Desde a metade do século XX, a Tecnologia vem se desenvolvendo de forma cada vez mais veloz, trazendo praticidade e inovação em todos os âmbitos sociais, como no meio familiar e no trabalho. No entanto, ao analisar o modo de vida atual, percebe-se que há lacunas – a superexposição as telas – que acarreta em problemas psicoemocionais: a dependência e a manipulação.

Diante desse cenário, é pertinente afirmar que o vício nos meios digitais perpetuam na problemática em questão. Acerca disso, a partir dos conceitos da Neurociência, sabe-se que a cor, as luzes e os sons emitidos pelo celular causam um estado de alerta viciante, podendo impedir a liberação do hormônio do sono, a melatonina, pelo aumento do cortisol, prejudicando a qualidade do sono. Assim, há queda na concentração e no rendimento do indivíduo. Então, faz-se necessário medidas de conscientização para combate-lo.

Ademais, as redes sociais usam os dados para chegar em cada pessoa. Entretanto, isso gera o poder de controle para esse meio.
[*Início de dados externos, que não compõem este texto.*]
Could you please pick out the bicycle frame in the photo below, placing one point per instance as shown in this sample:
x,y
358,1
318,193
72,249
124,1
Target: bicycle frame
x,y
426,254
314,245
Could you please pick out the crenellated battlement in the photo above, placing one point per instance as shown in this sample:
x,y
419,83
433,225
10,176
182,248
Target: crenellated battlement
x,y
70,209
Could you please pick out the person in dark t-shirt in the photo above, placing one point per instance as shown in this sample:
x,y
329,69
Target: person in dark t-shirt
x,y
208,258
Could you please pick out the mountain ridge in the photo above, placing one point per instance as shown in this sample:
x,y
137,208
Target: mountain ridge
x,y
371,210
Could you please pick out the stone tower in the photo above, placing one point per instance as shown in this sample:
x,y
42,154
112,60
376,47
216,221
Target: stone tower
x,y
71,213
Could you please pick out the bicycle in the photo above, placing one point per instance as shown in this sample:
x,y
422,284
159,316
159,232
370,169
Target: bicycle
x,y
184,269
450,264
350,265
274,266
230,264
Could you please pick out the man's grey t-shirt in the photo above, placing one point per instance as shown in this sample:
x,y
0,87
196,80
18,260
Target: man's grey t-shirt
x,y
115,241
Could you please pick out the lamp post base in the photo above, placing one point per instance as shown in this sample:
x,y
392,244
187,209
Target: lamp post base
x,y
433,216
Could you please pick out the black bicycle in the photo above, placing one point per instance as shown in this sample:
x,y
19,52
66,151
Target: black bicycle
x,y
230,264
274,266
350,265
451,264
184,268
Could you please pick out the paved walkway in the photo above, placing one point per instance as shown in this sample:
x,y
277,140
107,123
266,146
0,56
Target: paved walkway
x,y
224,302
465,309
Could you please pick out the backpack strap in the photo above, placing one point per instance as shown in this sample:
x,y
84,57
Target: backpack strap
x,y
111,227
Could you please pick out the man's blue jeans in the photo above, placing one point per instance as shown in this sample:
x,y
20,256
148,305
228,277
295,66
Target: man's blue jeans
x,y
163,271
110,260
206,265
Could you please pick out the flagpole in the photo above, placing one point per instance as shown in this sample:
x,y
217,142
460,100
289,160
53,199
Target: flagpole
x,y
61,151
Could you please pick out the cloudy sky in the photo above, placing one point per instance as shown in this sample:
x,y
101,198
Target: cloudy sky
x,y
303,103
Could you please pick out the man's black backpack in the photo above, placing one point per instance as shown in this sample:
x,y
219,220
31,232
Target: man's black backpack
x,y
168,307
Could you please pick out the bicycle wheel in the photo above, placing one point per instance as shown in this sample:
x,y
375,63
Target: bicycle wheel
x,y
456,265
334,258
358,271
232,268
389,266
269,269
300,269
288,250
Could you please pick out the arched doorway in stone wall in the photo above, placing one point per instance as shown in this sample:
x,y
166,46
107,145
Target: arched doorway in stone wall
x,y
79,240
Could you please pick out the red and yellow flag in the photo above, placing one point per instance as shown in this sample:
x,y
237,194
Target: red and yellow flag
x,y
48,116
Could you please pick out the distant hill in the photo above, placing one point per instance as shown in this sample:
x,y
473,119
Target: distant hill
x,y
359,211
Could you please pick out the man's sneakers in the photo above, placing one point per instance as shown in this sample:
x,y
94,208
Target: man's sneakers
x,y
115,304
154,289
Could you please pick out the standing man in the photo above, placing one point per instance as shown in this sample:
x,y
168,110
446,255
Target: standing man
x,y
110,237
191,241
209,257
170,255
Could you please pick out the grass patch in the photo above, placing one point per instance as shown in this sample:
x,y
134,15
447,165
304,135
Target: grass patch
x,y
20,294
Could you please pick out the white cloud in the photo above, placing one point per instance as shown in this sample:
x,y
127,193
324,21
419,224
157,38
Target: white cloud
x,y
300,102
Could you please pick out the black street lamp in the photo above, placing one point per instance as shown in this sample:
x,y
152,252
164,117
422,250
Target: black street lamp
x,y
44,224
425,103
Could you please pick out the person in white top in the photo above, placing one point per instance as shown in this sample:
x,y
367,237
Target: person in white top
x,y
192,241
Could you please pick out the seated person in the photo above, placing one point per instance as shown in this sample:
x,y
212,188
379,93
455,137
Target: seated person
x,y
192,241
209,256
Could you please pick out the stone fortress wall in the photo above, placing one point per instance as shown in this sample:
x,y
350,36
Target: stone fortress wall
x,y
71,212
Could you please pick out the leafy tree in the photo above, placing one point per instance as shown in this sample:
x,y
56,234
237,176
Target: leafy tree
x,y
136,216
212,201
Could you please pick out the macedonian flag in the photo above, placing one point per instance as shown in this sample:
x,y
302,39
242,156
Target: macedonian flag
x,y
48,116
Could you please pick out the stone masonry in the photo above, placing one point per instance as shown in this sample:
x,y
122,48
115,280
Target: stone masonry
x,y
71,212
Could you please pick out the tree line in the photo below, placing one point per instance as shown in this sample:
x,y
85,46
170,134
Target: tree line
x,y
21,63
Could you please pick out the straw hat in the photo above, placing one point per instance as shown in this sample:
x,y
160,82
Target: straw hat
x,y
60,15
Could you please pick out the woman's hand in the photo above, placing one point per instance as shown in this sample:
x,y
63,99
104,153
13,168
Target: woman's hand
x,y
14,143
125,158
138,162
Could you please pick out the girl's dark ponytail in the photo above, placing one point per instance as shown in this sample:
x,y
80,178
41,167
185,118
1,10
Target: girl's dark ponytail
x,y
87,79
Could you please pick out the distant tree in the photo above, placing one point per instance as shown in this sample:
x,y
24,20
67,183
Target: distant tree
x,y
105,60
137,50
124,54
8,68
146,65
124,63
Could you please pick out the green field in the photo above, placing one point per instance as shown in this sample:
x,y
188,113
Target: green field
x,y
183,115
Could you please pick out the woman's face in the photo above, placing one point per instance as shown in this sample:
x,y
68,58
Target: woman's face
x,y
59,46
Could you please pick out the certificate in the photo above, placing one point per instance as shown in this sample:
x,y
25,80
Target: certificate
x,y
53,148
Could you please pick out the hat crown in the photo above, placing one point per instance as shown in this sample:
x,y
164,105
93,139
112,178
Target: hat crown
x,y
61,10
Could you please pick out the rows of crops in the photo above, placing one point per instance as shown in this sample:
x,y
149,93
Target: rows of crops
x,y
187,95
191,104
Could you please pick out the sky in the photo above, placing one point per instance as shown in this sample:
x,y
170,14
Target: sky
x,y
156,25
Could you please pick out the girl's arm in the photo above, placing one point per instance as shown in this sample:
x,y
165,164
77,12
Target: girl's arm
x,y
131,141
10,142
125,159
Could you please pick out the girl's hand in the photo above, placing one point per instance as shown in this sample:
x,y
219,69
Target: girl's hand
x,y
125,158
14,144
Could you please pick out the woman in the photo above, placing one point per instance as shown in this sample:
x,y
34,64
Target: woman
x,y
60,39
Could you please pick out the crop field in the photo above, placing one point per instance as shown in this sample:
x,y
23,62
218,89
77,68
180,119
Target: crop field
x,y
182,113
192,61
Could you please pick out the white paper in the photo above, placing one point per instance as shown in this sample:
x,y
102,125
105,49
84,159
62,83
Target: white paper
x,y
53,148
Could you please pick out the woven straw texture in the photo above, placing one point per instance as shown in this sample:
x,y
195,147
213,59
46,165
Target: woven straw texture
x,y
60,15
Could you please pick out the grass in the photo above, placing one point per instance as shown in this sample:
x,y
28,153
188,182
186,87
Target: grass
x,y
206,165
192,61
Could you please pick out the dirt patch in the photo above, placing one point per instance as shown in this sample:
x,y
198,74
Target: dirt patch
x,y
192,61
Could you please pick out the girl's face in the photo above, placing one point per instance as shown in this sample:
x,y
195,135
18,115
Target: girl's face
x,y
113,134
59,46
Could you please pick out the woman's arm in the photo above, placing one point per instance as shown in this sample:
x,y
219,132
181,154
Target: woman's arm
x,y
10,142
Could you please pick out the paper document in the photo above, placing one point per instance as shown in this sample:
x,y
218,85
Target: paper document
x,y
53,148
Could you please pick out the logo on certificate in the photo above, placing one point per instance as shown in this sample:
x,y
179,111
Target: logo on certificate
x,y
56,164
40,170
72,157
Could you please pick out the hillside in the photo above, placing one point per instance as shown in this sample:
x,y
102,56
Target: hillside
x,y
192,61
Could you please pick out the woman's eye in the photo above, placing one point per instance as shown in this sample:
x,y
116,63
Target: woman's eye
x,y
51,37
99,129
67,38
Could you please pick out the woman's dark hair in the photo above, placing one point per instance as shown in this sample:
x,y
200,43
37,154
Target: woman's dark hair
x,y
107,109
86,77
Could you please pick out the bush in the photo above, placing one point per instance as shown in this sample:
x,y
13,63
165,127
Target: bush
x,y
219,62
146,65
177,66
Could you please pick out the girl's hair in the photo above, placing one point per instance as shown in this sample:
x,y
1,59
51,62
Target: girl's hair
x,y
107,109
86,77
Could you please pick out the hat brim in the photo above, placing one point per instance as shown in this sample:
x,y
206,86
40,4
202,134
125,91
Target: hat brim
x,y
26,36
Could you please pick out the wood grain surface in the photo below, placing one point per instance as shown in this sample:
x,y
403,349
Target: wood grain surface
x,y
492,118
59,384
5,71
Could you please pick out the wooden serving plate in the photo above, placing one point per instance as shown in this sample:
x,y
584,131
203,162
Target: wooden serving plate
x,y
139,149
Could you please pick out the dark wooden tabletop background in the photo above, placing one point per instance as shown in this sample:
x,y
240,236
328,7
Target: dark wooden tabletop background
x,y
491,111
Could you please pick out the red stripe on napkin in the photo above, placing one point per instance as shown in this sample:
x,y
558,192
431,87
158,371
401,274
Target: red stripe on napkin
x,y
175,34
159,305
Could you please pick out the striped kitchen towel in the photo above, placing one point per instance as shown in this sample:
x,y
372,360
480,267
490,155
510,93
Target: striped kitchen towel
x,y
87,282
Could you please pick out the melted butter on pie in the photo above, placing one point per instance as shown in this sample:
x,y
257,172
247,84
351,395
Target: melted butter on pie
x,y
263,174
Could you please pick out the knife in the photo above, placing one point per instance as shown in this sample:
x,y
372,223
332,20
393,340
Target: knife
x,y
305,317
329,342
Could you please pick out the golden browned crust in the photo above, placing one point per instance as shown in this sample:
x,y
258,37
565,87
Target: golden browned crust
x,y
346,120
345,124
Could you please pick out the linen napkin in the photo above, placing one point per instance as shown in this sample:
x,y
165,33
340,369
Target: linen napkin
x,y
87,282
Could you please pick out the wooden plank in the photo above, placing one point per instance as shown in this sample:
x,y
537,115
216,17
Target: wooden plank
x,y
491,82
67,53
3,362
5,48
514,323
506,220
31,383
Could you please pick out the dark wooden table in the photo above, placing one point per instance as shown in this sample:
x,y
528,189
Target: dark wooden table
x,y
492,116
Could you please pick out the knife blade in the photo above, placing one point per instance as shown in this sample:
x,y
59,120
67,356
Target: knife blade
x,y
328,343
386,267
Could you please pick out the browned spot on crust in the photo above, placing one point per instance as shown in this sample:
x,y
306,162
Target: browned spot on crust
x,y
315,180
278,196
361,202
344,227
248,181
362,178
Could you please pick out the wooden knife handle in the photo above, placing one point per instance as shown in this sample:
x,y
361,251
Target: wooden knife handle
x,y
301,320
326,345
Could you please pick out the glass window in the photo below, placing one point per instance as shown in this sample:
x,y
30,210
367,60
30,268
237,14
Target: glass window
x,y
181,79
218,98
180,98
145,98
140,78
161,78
Além disso, assim como os regimes autoritários, que assombraram o mundo na 2° Guerra Mundial, como o Nazismo, os recursos digitais utilizam também das mídias para produzirem na mente humana um pensamento igual, tornando mais fácil influenciar as massas. Dessa maneira, torna-se importante analisar a História para não permitir que algo análogo aconteça novamente.

Portanto, fica evidente os efeitos da superexposição digital, fazendo-se necessário uma proposta resolutiva. Dessa forma, o Ministério da Saúde em parceria com psicólogos, devem promover conscientização do perigo gerado, através de campanhas e palestras em escolas e empresas, atingindo toda a camada da sociedade, a fim de ter uma população mais saudável. Deve-se, também, salientar os benefícios das atividades ao ar livre e do convívio familiar, que traz maior qualidade de vida.